Elon Musk’s xAI Colossus Supercomputer Is on Its Way to 1 Million GPUs
(Credit: Nvidiia)
Phase One of xAI’s supercomputer is operating as planned. Elon Musk’s massive AI training system in Memphis, Tenn. has transitioned to the city’s main power grid, according to Tom’s Hardware. The grid gives xAI access to the 150MW it needs to power a center that operates 200,000 Nvidia GPUs. The company plans to reach 1 million GPUs as it scales up to compete with rivals like the Oracle Cloud Infrastructure (OCI), which has at least 131,072 GPUs.
One of the most intriguing aspects of xAI’s ambitious project is the speed with which it’s moving. The company came onto the AI scene in the summer of 2023, when Musk announced xAI on X, writing that its purpose was “to understand reality.” Fast forward a year, and construction of Colossus, the company’s AI supercluster, was well underway. Colossus started with 100,000 Nvidia H100 Hopper AI accelerators, which is a stunning number of devices in its own right, but that number doubled in February 2025 to 200,000.
According to xAI, Colossus was built in 122 days, which is a shockingly fast construction period. The company then bumped to 200,000 GPUs in 92 days. During this time, the company faced a monumental challenge: providing power to the massive number of GPUs in its cluster. Unfortunately, the power grid provided just 7MW to Colossus at launch. To provide power while awaiting a better connection to the Memphis power grid, the company made use of natural gas generators, which, as Tom’s Hardware notes, led to complaints from some residents.

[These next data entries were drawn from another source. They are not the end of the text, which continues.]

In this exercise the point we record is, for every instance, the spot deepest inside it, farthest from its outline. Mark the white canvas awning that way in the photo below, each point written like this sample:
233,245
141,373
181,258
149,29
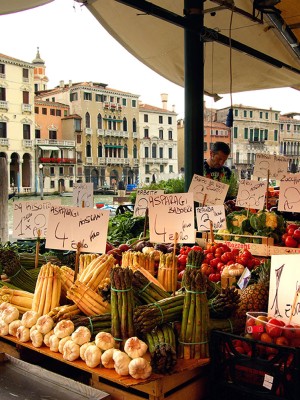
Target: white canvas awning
49,148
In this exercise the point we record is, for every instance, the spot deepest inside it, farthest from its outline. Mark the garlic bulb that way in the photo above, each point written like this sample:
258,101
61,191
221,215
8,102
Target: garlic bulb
71,350
4,327
44,324
54,343
10,313
135,347
81,335
105,340
62,343
47,336
92,356
122,361
29,318
83,349
36,338
13,326
139,368
107,358
23,334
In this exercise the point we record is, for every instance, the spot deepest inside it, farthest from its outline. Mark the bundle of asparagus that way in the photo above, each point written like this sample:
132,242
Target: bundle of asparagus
147,291
64,312
96,324
122,303
195,317
161,342
87,300
167,271
224,304
147,316
48,289
18,298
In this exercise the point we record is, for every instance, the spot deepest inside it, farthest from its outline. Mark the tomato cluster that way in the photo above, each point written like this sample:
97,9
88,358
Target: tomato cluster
219,255
291,237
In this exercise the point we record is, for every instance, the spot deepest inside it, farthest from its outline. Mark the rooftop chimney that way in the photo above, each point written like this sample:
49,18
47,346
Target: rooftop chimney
164,99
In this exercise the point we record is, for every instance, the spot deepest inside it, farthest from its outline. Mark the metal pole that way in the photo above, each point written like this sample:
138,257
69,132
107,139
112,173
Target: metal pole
194,91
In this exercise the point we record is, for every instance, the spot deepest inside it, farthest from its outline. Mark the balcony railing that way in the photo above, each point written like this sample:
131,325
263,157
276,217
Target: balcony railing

Now, the situation is different. Memphis provides 150MW of power, which resulted in the Colossus reducing the number of generators it was using. On top of that, the Colossus apparently has 150MW in Tesla batteries to provide power when needed. That’s good news for Phase One, but Phase Two will require more power. Another substation will help the Colossus get to 300MW of power, possibly as early as the fall of this year. The supercomputer’s power needs will continue to rise as more GPUs are added to the existing setup.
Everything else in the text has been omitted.